Recognizing parenting as a key factor for improving outcomes and mitigating children’s exposure to low resource induced risk and harm is also important. Similarly, these results also induces parents living in challenged settings to further engage in their social role with the family and improve care, monitoring, communication, reciprocal support, particularly given the difficult living conditions they are living in.

The results reflected in this pilot study seem to support the aforementioned objectives and as such should encourage adoption of such initiatives by policy makers. In this respect, on a political level, the Strong Families programme also had a significant impact, resulting in the CCPCJ (Commission on Crime Prevention and Criminal Justice “Strengthening the engagement of all members of society in crime prevention”) resolution following the presentation of the data in 2019 [50].
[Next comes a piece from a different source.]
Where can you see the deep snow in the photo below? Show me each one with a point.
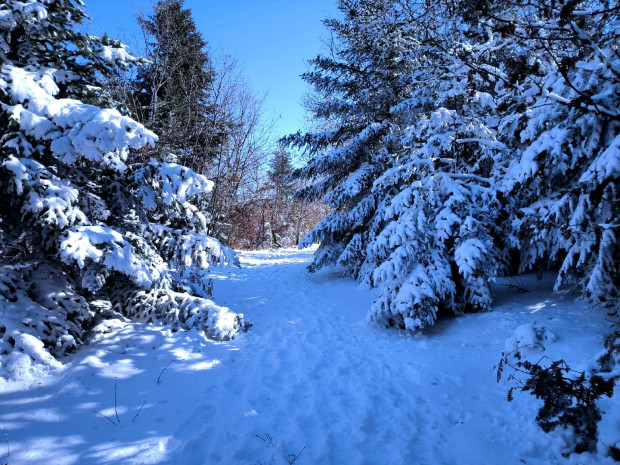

Based on the findings of our pilot, the implementation of a family skills programme is feasible in a low-resource and challenged setting and family skills can be strengthened. We have shown that light programmes such as Strong Families that can be delivered by lay and trained facilitators. Future research needs to be added to assess the long-term impact of the programme and to compare children with or without the intervention through a thorough outcome and impact evaluation. Our initial results will hopefully motivate policy makers to allow for such an evaluation and integrate such programmes into their countries implementation strategies for reducing negative health and social outcomes. Stronger families can make an impact on youth and supports reaching healthy and safe development of youth particularly those living in such challenged settings.